Experimental study of the system H 3BO 3–NaF–SiO 2-H 2O at 350–800 °C and 1–2 kbar by the method of synthetic fluid inclusions

Abstract

The phase state of fluid in the system H 3BO 3–NaF–SiO 2–H 2O was studied at 350–800 °C and 1–2 kbar by the method of synthetic fluid inclusions. The increase in the solubility of quartz and the high reciprocal solubility of H 3BO 3 and NaF in water fluid at high temperatures are due to the formation of complexes containing B, F, Si, and Na. At 800 °C and 2 kbar, both liquid and gas immiscible phases (viscous silicate-water-salt liquid and three water fluids with different contents of B and F) are dispersed within each other.

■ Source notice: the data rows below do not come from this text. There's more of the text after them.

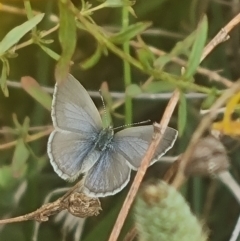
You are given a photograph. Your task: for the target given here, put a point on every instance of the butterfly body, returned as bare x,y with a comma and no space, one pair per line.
80,145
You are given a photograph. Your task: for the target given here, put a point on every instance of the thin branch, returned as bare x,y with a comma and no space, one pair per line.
222,36
144,165
203,126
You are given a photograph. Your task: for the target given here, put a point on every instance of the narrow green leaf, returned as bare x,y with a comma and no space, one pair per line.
90,62
211,98
133,90
32,87
129,32
159,87
67,38
146,58
50,52
6,178
20,157
181,47
18,32
197,49
118,3
182,114
3,80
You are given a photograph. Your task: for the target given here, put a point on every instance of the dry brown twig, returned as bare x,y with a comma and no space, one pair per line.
222,36
180,177
159,130
78,204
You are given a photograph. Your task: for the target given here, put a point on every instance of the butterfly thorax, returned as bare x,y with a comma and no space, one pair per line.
104,138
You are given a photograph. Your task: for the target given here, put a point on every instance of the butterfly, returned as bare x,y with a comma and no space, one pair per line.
80,145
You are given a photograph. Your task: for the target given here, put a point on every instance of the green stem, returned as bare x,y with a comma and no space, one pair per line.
126,69
178,81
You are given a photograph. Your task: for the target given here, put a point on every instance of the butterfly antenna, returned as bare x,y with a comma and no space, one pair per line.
104,109
133,124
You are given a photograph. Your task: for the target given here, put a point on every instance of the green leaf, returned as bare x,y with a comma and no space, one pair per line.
32,87
50,52
6,178
182,114
90,62
146,58
197,49
20,157
182,47
130,32
67,38
118,3
211,98
18,32
133,90
158,87
3,80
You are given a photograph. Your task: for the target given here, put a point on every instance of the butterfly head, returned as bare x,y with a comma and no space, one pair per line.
105,138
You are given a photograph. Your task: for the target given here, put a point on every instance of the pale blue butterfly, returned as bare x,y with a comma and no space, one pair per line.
80,145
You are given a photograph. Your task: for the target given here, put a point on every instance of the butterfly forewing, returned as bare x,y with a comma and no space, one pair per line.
77,123
108,176
133,143
73,109
79,144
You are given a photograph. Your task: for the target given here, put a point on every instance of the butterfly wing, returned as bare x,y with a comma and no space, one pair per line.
132,143
77,123
108,176
73,109
71,154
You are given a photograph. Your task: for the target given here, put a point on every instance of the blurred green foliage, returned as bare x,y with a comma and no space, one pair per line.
89,44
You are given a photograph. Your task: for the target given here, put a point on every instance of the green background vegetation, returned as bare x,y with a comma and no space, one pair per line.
26,176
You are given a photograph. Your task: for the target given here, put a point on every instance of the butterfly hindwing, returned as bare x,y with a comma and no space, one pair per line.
71,154
109,175
77,123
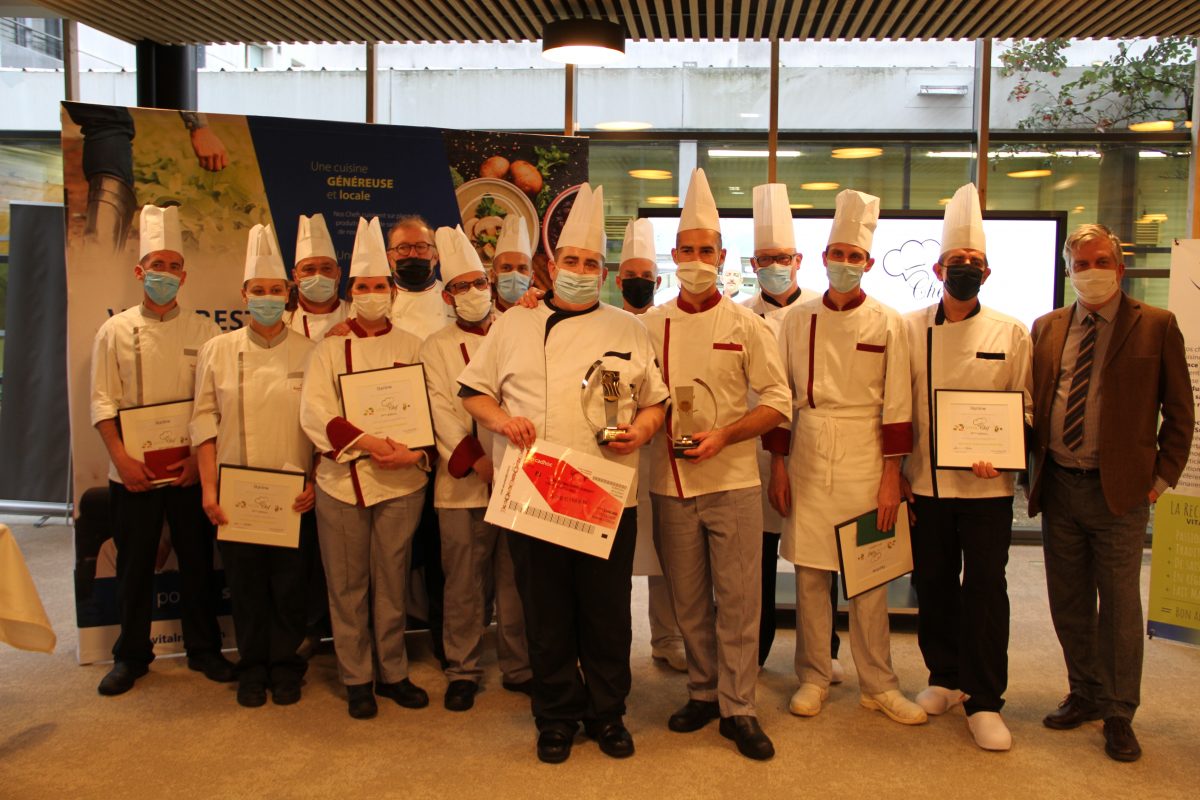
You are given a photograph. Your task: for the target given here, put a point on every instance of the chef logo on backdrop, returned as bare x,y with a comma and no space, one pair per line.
913,264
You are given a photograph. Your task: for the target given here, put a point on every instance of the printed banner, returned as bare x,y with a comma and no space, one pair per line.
1174,611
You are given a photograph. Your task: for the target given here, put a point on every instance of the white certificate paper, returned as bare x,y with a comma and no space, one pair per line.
870,557
390,402
157,435
258,505
975,426
561,495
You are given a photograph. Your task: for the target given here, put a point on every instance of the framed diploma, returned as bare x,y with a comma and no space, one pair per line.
389,402
157,435
258,505
973,426
870,557
561,495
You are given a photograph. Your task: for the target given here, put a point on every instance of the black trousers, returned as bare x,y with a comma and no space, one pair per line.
269,593
767,620
576,609
137,529
963,626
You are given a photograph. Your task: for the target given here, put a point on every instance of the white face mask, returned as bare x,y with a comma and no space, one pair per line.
473,305
1095,286
371,306
696,277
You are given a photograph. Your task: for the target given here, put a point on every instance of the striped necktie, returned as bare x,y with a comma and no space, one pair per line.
1077,400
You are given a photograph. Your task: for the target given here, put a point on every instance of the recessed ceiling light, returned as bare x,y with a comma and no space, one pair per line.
1155,125
651,174
857,152
623,125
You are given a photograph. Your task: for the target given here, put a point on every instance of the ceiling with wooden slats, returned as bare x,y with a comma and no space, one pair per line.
203,22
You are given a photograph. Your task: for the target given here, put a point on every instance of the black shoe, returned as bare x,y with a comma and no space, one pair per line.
555,745
613,739
251,695
1120,741
694,716
286,692
214,666
751,741
361,702
120,678
522,687
403,692
1072,713
460,695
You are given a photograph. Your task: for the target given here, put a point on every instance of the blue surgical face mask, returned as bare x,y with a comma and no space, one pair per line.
160,287
317,288
510,286
844,277
775,280
577,289
265,310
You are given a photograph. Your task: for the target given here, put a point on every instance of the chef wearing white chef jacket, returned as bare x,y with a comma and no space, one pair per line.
474,554
775,262
317,277
144,355
370,492
637,277
847,364
964,519
247,413
708,504
413,257
513,263
525,385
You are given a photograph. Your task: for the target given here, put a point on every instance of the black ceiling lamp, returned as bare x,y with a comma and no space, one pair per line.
583,41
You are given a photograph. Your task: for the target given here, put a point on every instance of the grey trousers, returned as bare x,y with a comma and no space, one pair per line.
712,546
664,629
367,554
1092,554
870,638
471,551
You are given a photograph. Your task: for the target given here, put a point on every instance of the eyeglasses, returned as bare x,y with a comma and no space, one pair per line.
405,250
783,259
460,287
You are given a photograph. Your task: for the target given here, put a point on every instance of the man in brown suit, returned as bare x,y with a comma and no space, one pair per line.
1104,368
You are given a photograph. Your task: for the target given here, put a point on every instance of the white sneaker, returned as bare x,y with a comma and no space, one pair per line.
939,699
807,701
895,707
673,657
989,731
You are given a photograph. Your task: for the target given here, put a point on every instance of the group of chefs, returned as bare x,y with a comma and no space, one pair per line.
753,429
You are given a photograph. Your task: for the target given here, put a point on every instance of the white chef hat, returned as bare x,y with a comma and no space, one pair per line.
313,239
855,218
514,239
159,229
963,226
639,241
773,218
456,254
370,256
263,259
699,206
585,223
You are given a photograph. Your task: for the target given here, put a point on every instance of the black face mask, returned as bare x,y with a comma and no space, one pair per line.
637,293
963,282
414,274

The Raman spectra of aqueous solutions and viscous liquid show not only a peak of [B(OH) 3] 0 but also peaks of complexes [B(OH) 4] –, polyborates [B 4O 5(OH) 4] 2–, [B 3O 3(OH) 4] –, and [B 5O 6(OH) 4] –, and/or fluoroborates [B 3F 6O 3] 3–, [BF 2(OH) 2] –, [BF 3(OH)] –, and [BF 4] –. The high viscosity of nonfreezing fluid is due to the polymerization of complexes of polyborates and fluorine-substituted polyborates containing Si and Na. Solutions in fluid inclusions belong to P–Q type complicated by a metastable or stable immiscibility region. Metastable fluid equilibria transform into stable ones owing to the formation of new complexes at 800 ºC and 2 kbar as a result of the interaction of quartz with B-F-containing fluid. At high concentrations of F and B in natural fluids, complexes containing B, F, Si, and alkaline metals and silicate-water-salt dispersed phases might be produced and concentrate many elements, including ore-forming ones. Their transformation into vitreous masses or viscous liquids (gels, jellies) during cooling and the subsequent crystallization of these products at low temperatures (300–400 °C) should lead to the release of fluid enriched in the above elements.